The Washing Of The Feet
When Jesus told his disciples “do this in memory of me”,we generally think of the institution of the Eucharist and we are right. But not entirely.
Before sitting down to the Paschal Meal, Jesus gave us all a lesson in humble service. He washed the feet of his disciples. Jesus was only too aware of the bickering among his disciples as to who was the greatest, and who should rank before the other. He asks them, who is greater? The one who sits at table, or the servant who waits upon him? Yet here I am among you, as a servant.
So the first thing Jesus wanted his friends to remember him by was his service. Not a grudging, unwilling, compulsory service, but a service born out of love. No tokenism here. Being really at the beck and call of others, allowing oneself to be used and abused, as servants are. The Son of Man came not to be served, but to serve, and to give his life for the ransom of many.
Each time we offer any service of love to those around us, we become ‘other Christs’, bringing his care and salvation to the world.
This brings us to the second thing Jesus wished to be remembered by. The sharing of the meal, of the bread and wine that is offered for the reconciliation of the world.
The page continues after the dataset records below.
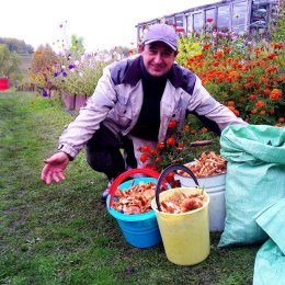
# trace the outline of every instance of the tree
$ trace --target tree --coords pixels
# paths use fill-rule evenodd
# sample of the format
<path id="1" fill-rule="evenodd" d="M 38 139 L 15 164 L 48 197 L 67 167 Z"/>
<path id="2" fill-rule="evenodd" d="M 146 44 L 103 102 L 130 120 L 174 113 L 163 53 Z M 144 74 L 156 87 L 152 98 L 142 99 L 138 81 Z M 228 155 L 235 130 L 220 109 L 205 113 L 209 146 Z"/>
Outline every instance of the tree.
<path id="1" fill-rule="evenodd" d="M 24 41 L 12 37 L 0 37 L 0 44 L 5 44 L 10 52 L 16 52 L 18 54 L 33 54 L 34 47 L 27 45 Z"/>

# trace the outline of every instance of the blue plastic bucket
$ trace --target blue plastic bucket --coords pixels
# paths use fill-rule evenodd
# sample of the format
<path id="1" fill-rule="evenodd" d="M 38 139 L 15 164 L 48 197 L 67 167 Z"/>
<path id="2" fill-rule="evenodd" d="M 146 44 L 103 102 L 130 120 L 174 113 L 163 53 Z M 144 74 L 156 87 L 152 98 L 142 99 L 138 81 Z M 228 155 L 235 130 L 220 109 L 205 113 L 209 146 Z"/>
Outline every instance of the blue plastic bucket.
<path id="1" fill-rule="evenodd" d="M 139 182 L 157 182 L 153 178 L 136 178 L 118 185 L 118 189 L 129 189 Z M 116 218 L 126 241 L 136 248 L 150 248 L 161 242 L 161 236 L 155 210 L 138 215 L 125 215 L 110 207 L 111 195 L 106 205 L 109 213 Z"/>

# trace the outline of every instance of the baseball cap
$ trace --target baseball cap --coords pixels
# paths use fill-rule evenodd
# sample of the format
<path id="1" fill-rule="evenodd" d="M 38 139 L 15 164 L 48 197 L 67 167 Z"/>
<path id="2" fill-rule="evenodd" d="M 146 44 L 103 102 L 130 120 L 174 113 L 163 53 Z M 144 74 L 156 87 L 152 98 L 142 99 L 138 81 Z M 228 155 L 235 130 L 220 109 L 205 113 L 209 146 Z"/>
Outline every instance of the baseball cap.
<path id="1" fill-rule="evenodd" d="M 149 27 L 142 43 L 148 45 L 155 42 L 163 42 L 173 50 L 178 50 L 178 36 L 174 29 L 167 24 L 153 24 Z"/>

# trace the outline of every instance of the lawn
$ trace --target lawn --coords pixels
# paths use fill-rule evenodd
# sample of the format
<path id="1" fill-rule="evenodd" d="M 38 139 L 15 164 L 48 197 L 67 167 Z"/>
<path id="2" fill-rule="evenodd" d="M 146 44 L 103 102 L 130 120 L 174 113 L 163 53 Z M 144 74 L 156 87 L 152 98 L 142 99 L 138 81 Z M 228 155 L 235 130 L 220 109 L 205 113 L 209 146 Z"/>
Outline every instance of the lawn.
<path id="1" fill-rule="evenodd" d="M 137 249 L 123 238 L 100 196 L 106 178 L 82 151 L 66 181 L 39 180 L 43 159 L 75 116 L 59 101 L 0 92 L 0 284 L 250 285 L 256 247 L 218 249 L 194 266 L 167 260 L 163 246 Z"/>

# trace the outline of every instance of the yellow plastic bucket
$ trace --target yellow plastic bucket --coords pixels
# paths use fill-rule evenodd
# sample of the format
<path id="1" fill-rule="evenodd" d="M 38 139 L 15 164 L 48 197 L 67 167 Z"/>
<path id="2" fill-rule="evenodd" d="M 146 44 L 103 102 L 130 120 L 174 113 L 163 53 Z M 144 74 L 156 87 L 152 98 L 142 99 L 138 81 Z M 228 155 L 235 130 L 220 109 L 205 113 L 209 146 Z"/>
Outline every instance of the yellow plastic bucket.
<path id="1" fill-rule="evenodd" d="M 180 164 L 179 168 L 181 169 Z M 197 187 L 171 189 L 161 193 L 160 182 L 163 181 L 169 170 L 178 169 L 174 166 L 162 172 L 157 185 L 157 196 L 151 202 L 151 207 L 156 212 L 159 230 L 167 258 L 178 265 L 194 265 L 204 261 L 210 251 L 208 204 L 209 196 L 204 192 L 204 205 L 201 208 L 182 214 L 170 214 L 159 210 L 159 201 L 163 201 L 173 192 L 192 194 L 201 192 Z M 184 169 L 183 169 L 184 170 Z M 159 197 L 158 197 L 159 196 Z"/>

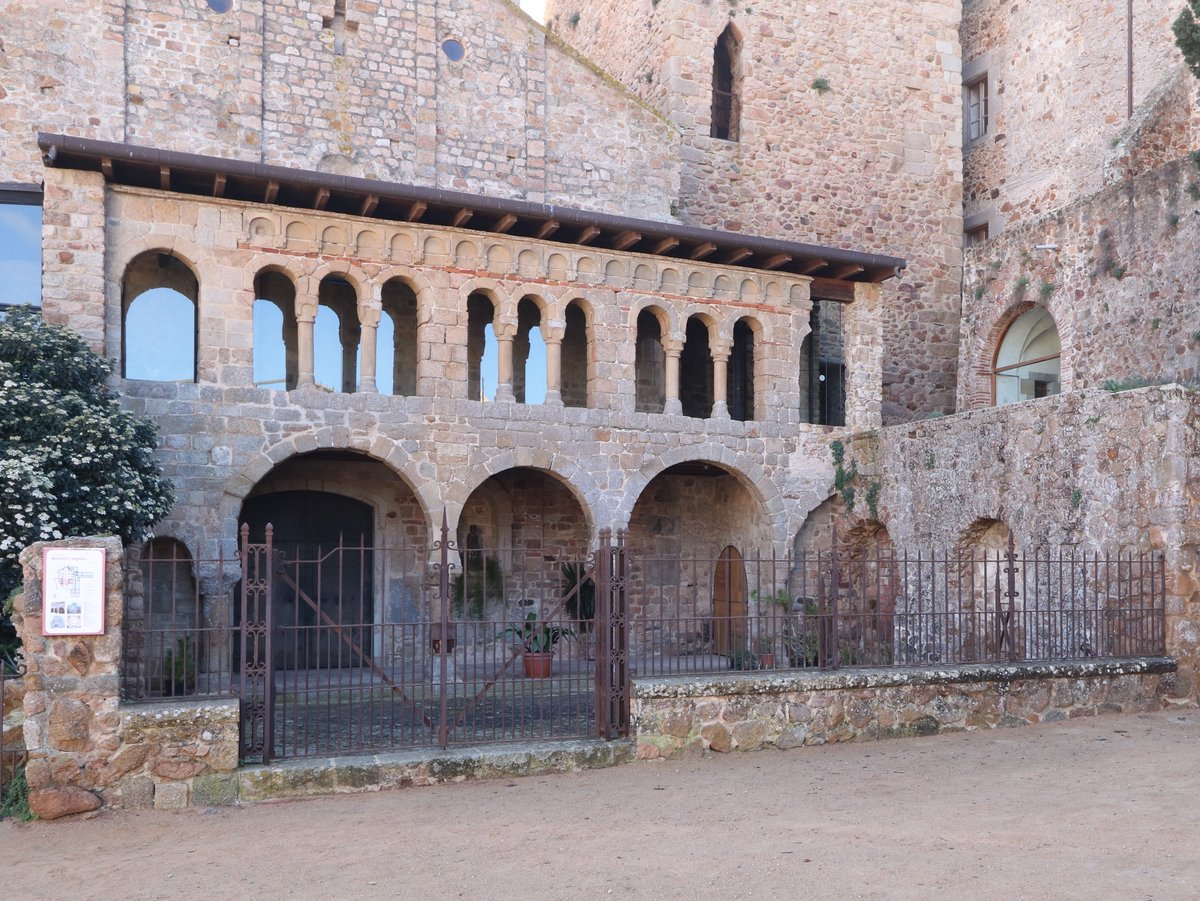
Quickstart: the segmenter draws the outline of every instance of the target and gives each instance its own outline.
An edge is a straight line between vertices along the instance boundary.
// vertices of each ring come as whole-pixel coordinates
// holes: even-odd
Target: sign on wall
[[[104,548],[42,551],[42,635],[104,633]]]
The Gospel command, do this in memory of me, does not refer only to the liturgy. The Paschal Meal is a sacrificial act, and those who partake in the Eucharist are meant to offer their own lives and persons to bring reconciliation to the world, as Jesus did.
And to do this, all those who have responsibility in the Church must ensure that in the church, relationships are not those of dominance or manipulation or self-gratification, but of service to the point of self-sacrifice. This ultimately is what the Eucharist is meant to do – bring reconciliation, healing and harmony to society. So it is in essence a spiritual action with a deeply socio-political purpose. If we truly received the Eucharist, our lives would change, and so would the lives of those we are in touch with.
For it is in giving that we receive, in pardoning that we ourselves receive mercy, and in dying that we live to everlasting life.